Tensorflow GPU model.fit 崩溃 Z6FF9F4444AC481652F4412B5E16238

Question

I am trying to train a very basic model using tensorflow on the GPU (Spyder 4.1.5, Python 3.8.5, tensorflow 2.7.0).

它在 CPU 上运行良好，但如果我将设备设置为 GPU，则会崩溃。

这是代码：

import tensorflow as tf
from tensorflow.keras import datasets, layers, models
import matplotlib.pyplot as plt

(train_images, train_labels), (test_images, test_labels) = datasets.cifar10.load_data()

train_images, test_images = train_images / 255.0, test_images / 255.0

class_names = ['airplane', 'automobile', 'bird', 'cat', 'deer',
               'dog', 'frog', 'horse', 'ship', 'truck']

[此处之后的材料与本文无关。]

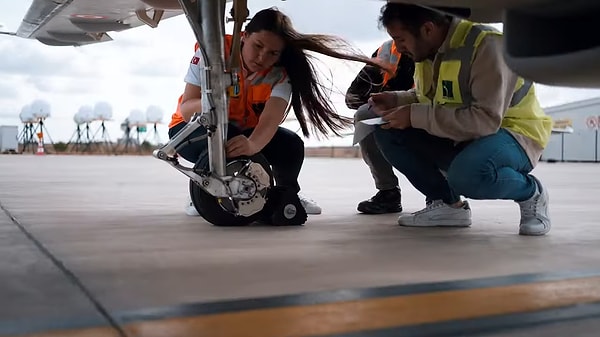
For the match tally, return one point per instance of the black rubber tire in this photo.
(208, 206)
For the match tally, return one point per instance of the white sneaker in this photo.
(535, 218)
(310, 206)
(438, 214)
(190, 209)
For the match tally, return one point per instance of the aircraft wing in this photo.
(82, 22)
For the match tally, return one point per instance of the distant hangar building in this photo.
(580, 145)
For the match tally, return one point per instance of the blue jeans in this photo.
(491, 167)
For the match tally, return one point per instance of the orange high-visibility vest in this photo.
(389, 53)
(245, 109)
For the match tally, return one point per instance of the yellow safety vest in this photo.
(524, 115)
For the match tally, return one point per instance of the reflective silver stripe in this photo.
(521, 93)
(464, 54)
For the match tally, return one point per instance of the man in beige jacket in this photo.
(471, 127)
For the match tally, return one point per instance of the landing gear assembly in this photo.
(226, 191)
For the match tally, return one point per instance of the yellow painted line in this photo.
(365, 314)
(377, 313)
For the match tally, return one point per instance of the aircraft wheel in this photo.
(215, 209)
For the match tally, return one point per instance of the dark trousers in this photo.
(285, 152)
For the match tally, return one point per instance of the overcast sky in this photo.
(146, 66)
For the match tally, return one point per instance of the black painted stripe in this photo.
(219, 307)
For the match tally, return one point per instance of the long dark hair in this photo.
(306, 90)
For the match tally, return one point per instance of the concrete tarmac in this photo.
(85, 240)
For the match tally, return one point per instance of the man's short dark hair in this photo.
(411, 16)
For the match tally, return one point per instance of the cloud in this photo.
(145, 66)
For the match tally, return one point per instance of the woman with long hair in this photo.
(277, 72)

model = models.Sequential()
model.add(layers.Conv2D(32, (3, 3), activation='relu', input_shape=(32, 32, 3)))
model.add(layers.MaxPooling2D((2, 2)))
model.add(layers.Conv2D(64, (3, 3), activation='relu'))
model.add(layers.MaxPooling2D((2, 2)))
model.add(layers.Conv2D(64, (3, 3), activation='relu'))

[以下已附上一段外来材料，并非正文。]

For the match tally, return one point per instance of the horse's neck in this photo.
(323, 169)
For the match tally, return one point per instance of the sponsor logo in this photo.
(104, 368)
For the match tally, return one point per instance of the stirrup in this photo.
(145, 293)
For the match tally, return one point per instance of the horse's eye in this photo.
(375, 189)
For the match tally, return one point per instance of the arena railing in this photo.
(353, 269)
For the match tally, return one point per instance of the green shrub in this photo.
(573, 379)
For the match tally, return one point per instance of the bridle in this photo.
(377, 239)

model.add(layers.Flatten())
model.add(layers.Dense(64, activation='relu'))
model.add(layers.Dense(10))

model.summary()

model.compile(optimizer='adam',
              loss=tf.keras.losses.SparseCategoricalCrossentropy(from_logits=True),
              metrics=['accuracy'])

with tf.device('gpu:0'):
    history = model.fit(train_images, train_labels, epochs=10, 
                    validation_data=(test_images, test_labels))

kernel 在 model.fit 崩溃，我得到的唯一 output 是：

" 2022 01:11:35.629875: I tensorflow/core/platform/cpu_feature_guard.cc:151] 这个 TensorFlow 二进制文件使用 oneAPI 深度神经网络库 (oneDNN) 进行了优化，以在性能关键操作中使用以下 CPU 指令：AVX AVX2 To在其他操作中启用它们，使用适当的编译器标志重建 TensorFlow。2022 01:11:36.017910: I tensorflow/core/common_runtime/gpu/gpu_device.cc:1525] Created device /job:localhost/replica:0/task:0 /device:GPU:0 with 3987 MB memory：-> 设备：0，名称：NVIDIA GeForce GTX 1660 Ti，pci 总线 ID：0000:01:00.0，计算能力：7.5 "

我认为 tensorflow + cuda 应该正确安装，因为我有另一个 model 在 Z52F9EC21730243AD9917 上工作正常。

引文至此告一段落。